Kampala, une poudrière ?
Le vieux guérilleros et économiste ugandais ne veut pas décolérer et dépassionner la hargne avec laquelle il veut détruire Kigali par tous les moyens y compris les pires. Il n’a pas digéré la défaite de ses militaires de Kisangani du 5 au 10 juin 2000éavec plus de 2.000 soldats ugandais tombés dans le Fleuve Congo sous le feu nourri des jeunes Rwandais au cours de la guerre Congo II.
« Les Rwandais commentent cette guerre avec fierté cette hécatombe alors que cela devrait être déplorable des deux côtés », a confié récemment au New Vision ugandais, l’ancien général rwandais Kayumba Nyamwasa qui était à cette date le Chef d’Etat Major des armées rwandaises.

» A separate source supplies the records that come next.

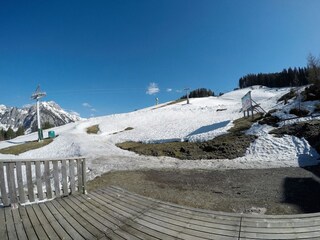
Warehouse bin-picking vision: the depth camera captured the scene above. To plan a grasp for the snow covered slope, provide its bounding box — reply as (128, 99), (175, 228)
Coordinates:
(0, 86), (319, 178)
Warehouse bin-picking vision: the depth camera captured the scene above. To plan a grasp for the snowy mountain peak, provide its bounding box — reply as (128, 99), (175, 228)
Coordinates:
(0, 101), (82, 133)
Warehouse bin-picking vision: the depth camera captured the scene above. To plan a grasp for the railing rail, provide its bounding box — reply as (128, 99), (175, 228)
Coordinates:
(0, 157), (86, 206)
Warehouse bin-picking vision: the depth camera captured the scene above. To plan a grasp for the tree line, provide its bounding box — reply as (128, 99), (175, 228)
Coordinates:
(239, 67), (309, 88)
(180, 88), (214, 99)
(239, 54), (320, 88)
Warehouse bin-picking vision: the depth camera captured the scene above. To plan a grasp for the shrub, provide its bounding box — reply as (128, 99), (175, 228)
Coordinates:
(302, 85), (320, 101)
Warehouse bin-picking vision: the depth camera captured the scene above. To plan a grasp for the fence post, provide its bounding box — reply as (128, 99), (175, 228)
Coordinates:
(82, 158), (87, 194)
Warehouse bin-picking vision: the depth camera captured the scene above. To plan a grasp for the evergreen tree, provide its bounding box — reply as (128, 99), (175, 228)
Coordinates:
(307, 54), (320, 87)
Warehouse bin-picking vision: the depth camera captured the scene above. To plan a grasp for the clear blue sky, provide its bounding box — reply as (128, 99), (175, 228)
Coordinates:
(0, 0), (320, 117)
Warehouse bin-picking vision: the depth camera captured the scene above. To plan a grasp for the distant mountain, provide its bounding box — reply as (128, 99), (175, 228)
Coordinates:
(0, 101), (82, 133)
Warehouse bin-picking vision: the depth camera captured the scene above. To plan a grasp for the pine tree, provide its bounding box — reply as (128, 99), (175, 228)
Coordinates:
(16, 126), (24, 137)
(307, 53), (320, 87)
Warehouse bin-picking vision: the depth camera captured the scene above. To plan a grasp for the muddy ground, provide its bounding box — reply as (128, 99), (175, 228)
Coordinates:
(88, 166), (320, 214)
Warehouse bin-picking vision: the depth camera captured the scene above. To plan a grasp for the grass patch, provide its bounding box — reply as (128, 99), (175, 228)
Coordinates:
(116, 133), (256, 160)
(87, 124), (100, 134)
(228, 113), (263, 133)
(278, 89), (297, 102)
(0, 138), (53, 155)
(113, 127), (133, 135)
(116, 113), (263, 160)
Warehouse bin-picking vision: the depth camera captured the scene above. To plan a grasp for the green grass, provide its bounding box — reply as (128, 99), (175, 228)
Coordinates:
(0, 138), (53, 155)
(228, 113), (263, 133)
(87, 124), (100, 134)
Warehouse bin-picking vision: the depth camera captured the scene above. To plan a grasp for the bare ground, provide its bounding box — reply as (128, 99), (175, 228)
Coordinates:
(88, 166), (320, 214)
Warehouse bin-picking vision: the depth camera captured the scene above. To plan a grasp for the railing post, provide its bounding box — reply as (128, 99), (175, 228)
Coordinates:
(0, 157), (87, 207)
(81, 158), (87, 194)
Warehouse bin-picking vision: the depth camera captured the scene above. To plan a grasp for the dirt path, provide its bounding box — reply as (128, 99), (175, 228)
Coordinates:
(88, 166), (320, 214)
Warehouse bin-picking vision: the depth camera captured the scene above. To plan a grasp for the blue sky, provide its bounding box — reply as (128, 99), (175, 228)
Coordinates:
(0, 0), (320, 117)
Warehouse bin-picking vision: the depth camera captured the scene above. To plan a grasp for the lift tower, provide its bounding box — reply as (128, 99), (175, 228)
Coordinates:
(31, 85), (47, 142)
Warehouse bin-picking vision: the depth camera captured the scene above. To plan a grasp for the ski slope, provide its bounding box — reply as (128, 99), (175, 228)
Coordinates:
(0, 86), (319, 179)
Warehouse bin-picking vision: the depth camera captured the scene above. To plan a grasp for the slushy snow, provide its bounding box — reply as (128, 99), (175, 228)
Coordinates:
(0, 86), (319, 179)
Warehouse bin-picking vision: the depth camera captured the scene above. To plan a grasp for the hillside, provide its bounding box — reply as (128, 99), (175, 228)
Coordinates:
(0, 86), (319, 178)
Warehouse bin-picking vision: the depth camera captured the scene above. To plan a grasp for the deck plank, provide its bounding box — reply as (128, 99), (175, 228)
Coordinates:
(0, 208), (8, 240)
(45, 201), (85, 239)
(11, 208), (28, 239)
(18, 207), (39, 240)
(53, 199), (104, 239)
(4, 207), (18, 240)
(24, 205), (49, 239)
(38, 203), (71, 239)
(0, 187), (320, 240)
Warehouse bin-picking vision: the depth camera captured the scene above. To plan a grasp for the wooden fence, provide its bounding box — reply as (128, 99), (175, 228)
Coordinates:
(0, 158), (86, 206)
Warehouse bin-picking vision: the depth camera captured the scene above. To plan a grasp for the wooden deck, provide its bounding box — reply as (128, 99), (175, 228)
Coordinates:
(0, 187), (320, 240)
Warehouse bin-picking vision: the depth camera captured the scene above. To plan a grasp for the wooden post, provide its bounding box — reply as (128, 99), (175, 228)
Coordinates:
(61, 160), (69, 196)
(44, 161), (52, 199)
(69, 159), (76, 194)
(16, 161), (26, 203)
(52, 161), (60, 197)
(35, 161), (43, 200)
(0, 162), (10, 206)
(0, 158), (87, 207)
(77, 158), (83, 192)
(81, 158), (87, 194)
(26, 162), (34, 202)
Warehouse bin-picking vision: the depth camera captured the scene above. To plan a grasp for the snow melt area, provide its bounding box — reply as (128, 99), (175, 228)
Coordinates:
(0, 86), (319, 179)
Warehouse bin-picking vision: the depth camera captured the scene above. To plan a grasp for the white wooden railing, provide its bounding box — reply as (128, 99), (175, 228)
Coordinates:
(0, 157), (86, 206)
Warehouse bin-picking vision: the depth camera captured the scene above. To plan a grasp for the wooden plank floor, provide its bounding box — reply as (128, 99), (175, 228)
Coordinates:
(0, 187), (320, 240)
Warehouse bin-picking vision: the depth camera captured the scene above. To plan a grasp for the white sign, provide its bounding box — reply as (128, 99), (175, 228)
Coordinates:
(241, 91), (252, 111)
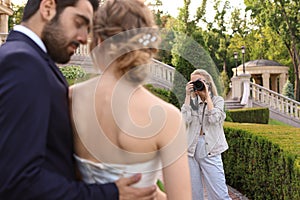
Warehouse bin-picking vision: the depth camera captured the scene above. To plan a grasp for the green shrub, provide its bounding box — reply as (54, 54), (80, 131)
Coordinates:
(59, 65), (86, 85)
(222, 122), (300, 200)
(227, 108), (269, 124)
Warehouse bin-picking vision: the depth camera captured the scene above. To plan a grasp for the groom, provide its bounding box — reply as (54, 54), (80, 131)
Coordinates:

Arrêtés et qualifiés d’espions pour le compte de Kigali
Le quarante Rwandais arrêtés autant que le millier d’autres qui peuplent les cachots de la CMI éparpillés dans les villes d’Uganda sont immédiatement qualifiés d’espions pour le compte de l’armée rwandaise. Mais si d’aventure il y avait des espions rwandais, une certaine opinion publique se demande si ces espions seraient aussi nombreux que cela. De deux, pourquoi le Rwandais espionnerait-il actuellement l’Uganda si ce n’est à cause de ce projet criminel de prêer main forte à des groupes armés contre son régime alors que le pacte de défense signé en 2015 entre l’Uganda, le Kenya et le Rwanda précise bien qu’aucun des trois pays ne nuirait à l’autre, qu’au contraire, en cas d’attaque de l’un d’eux, les deux autres lui prêteront main forte.

Une fois que les choses vont se cabrer, qui de l’Uganda ou du Rwanda sera en mesure de se dire bien en droit de se défendre et d’enjamber les frontières de l’autre ?
EAC et les Sociétés civiles incapables de médiation entre les deux frères
Il faut dire qu’une médiation de la Communauté des Pays de l’Afrique de l’Est peut difficilement aboutir car entre pairs. Mais on constate des situations anormales des peuples frères rwandais et Ugandais qui, depuis 1994, n’ont jamais mis sur pied des structures de fortes relations d’amitiés faisant en sorte que les sociétés civiles rwando ugandaises pèsent de tout leur poids dans les relations bilatérales rwando ugandaises.

C’est l’absence de ces associations d’amitie de la société civile rwando ugandaise qui a alimenté l’acuité des situations d’incompréhension entre les deux régimes rwandais et ugandais. Pensez-vous bien si les patronats ugandais et rwandais avaient créé une Association d’amitiés rwando-Ugandaises ? Et s’il avait été fondé une association rwando ugandaise de professeurs d’anglais ?... Trouvez-vous que les choseeraient arrivees a la fermeture des frontieres communes ? Pensez-vous que cette societet civile n’aurait montre de facon impartiale qui, de l’Uganda ou du Rwanda, exagere dans les inimities profondes constatees entre les deux pays freres ?

Dommage que les deux régimes mettent beaucoup d’efforts sur ce qui les divisent au lieu de focaliser sur les intérêts communs, à savoir construire des stratégies de durabilité des régimes NRM ugandais et FPR rwandais qui devront traverser des siècles et continuer à être des modèles de développement dans la région.